Friday, March 4, 2016
A bassoon in Stockholm
The story behind this new BIS album began in the mid-1980s, when Donna Agrell acquired a beautiful bassoon made in Dresden in 1820. It turned out that the instrument had been used in Sweden in the early part of the 19th century, and Agrell and a group of musician friends came up with this program of music which might have been played in Sweden by this very instrument. In the first and most important work on the disc the bassoon doesn't feature that prominently, though it's still an important part of the texture. The Septet for winds and strings by Franz Berwald is a great work by a great, though under-appreciated, composer.
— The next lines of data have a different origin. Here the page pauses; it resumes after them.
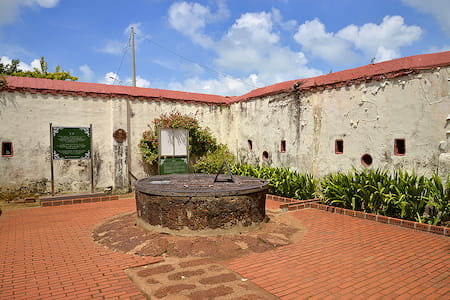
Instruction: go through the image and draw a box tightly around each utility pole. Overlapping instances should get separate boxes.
[130,27,136,86]
[126,27,136,192]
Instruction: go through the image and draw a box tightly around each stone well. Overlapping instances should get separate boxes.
[136,174,268,235]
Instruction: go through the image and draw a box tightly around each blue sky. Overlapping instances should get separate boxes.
[0,0,450,95]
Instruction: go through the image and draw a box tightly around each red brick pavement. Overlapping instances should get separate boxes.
[0,199,450,299]
[226,209,450,299]
[0,199,161,299]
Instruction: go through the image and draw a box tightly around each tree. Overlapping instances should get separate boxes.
[0,56,78,81]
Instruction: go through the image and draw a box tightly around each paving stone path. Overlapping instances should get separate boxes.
[127,257,278,300]
[0,199,450,299]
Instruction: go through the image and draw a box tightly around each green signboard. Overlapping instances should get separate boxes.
[52,127,91,159]
[159,157,188,175]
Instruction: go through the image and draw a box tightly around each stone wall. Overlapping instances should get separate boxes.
[0,67,450,199]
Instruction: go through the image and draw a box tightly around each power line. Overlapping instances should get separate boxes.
[142,36,258,88]
[113,39,130,85]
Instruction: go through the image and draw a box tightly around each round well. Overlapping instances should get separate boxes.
[136,174,268,235]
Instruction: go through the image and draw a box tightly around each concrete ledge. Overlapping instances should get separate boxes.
[266,194,450,236]
[41,193,119,207]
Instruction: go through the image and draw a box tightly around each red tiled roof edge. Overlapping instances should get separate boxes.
[3,76,227,104]
[230,51,450,103]
[3,51,450,105]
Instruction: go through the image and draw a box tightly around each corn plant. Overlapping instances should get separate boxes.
[231,165,318,200]
[321,170,450,225]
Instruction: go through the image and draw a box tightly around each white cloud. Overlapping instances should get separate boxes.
[0,0,59,26]
[169,2,322,95]
[168,74,260,96]
[294,16,423,63]
[80,64,94,82]
[97,23,147,55]
[99,72,150,88]
[294,19,358,64]
[169,1,229,47]
[402,0,450,36]
[136,76,150,88]
[337,16,423,61]
[100,40,126,55]
[272,8,297,30]
[99,72,118,85]
[215,12,321,85]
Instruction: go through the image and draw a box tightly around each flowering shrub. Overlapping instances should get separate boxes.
[138,111,219,164]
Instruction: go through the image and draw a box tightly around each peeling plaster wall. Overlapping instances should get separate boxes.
[232,68,450,176]
[0,67,450,199]
[0,92,114,198]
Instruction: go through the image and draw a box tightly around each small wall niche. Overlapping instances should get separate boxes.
[2,142,14,157]
[280,140,286,153]
[334,140,344,154]
[361,153,373,167]
[394,139,406,156]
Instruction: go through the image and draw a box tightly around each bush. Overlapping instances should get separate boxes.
[138,111,219,164]
[194,144,235,174]
[231,165,318,200]
[321,170,450,225]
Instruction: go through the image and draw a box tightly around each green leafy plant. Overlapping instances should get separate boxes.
[231,165,318,200]
[138,111,219,164]
[0,56,78,81]
[321,170,450,225]
[194,144,235,174]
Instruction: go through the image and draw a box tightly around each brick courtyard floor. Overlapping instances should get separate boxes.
[0,199,450,299]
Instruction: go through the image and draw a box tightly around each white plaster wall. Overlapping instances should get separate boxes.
[0,67,450,198]
[232,68,450,176]
[0,92,113,196]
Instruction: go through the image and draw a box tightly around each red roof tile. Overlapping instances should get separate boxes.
[231,51,450,102]
[7,76,226,104]
[2,51,450,104]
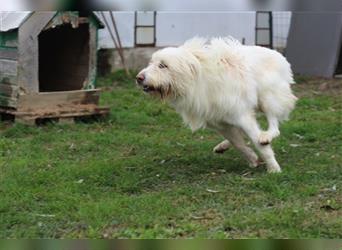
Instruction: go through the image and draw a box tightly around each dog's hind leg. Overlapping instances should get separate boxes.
[221,126,260,167]
[259,114,280,145]
[238,115,281,173]
[213,140,230,154]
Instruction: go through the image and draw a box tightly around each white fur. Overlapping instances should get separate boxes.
[139,37,297,172]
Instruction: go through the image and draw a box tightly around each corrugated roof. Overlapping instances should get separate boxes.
[0,11,104,32]
[0,11,32,31]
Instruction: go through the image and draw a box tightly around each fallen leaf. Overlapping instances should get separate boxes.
[35,214,56,218]
[320,205,336,212]
[207,188,220,194]
[293,133,304,139]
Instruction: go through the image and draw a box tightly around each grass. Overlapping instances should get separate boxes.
[0,72,342,238]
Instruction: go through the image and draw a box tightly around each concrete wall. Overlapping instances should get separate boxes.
[99,11,291,48]
[156,12,255,47]
[98,11,134,48]
[98,47,159,75]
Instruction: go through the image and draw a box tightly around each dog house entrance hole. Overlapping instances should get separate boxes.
[38,24,89,92]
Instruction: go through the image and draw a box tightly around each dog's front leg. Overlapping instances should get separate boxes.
[220,126,260,167]
[237,115,281,173]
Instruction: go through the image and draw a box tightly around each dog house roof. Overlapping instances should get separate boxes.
[0,11,104,32]
[0,11,32,32]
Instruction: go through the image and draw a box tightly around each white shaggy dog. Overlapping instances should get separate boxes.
[137,37,297,172]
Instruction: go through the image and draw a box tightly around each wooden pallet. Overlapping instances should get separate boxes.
[0,104,109,125]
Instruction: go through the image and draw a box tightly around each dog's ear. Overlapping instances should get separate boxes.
[188,62,200,77]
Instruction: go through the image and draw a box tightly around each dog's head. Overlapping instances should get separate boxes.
[136,47,200,99]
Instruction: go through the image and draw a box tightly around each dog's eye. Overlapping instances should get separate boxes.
[158,63,167,69]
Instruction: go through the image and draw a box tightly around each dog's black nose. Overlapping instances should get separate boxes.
[136,74,145,85]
It's played in the most sympathetic and lucid way possible by a group of chamber musicians in tune with the music and with each other.
The final work is also by Berwald, and it's another winner. Written for piano, clarinet, horn and bassoon, there is the same feeling of cohesion that's not without freedom of expression. Fortepianist Ronald Brautigam, who we know so well from his many solo and concertante recordings for BIS, is outstanding, as are all of his colleagues.
In the two Berwald works the bassoon occasionally emerges from its support role, but it's in the middle work, the Quintet for bassoon and strings by Edouard Du Puy, that it has its own time in the sun. This piece has a great, dramatic beginning, but it's clear after a while that this music isn't close to the level of the Berwald works. It's pleasant enough, and I feel like it's being presented to its best advantage by the musicians who are zeroed in on just the right 1820s vibe, but it's definitely thrown into the shade by the nearly Schubert-level music of Berwald. This shouldn't keep you from acquiring this disc or streaming the music, with its two first-rate works by an early Romantic master, beautifully played.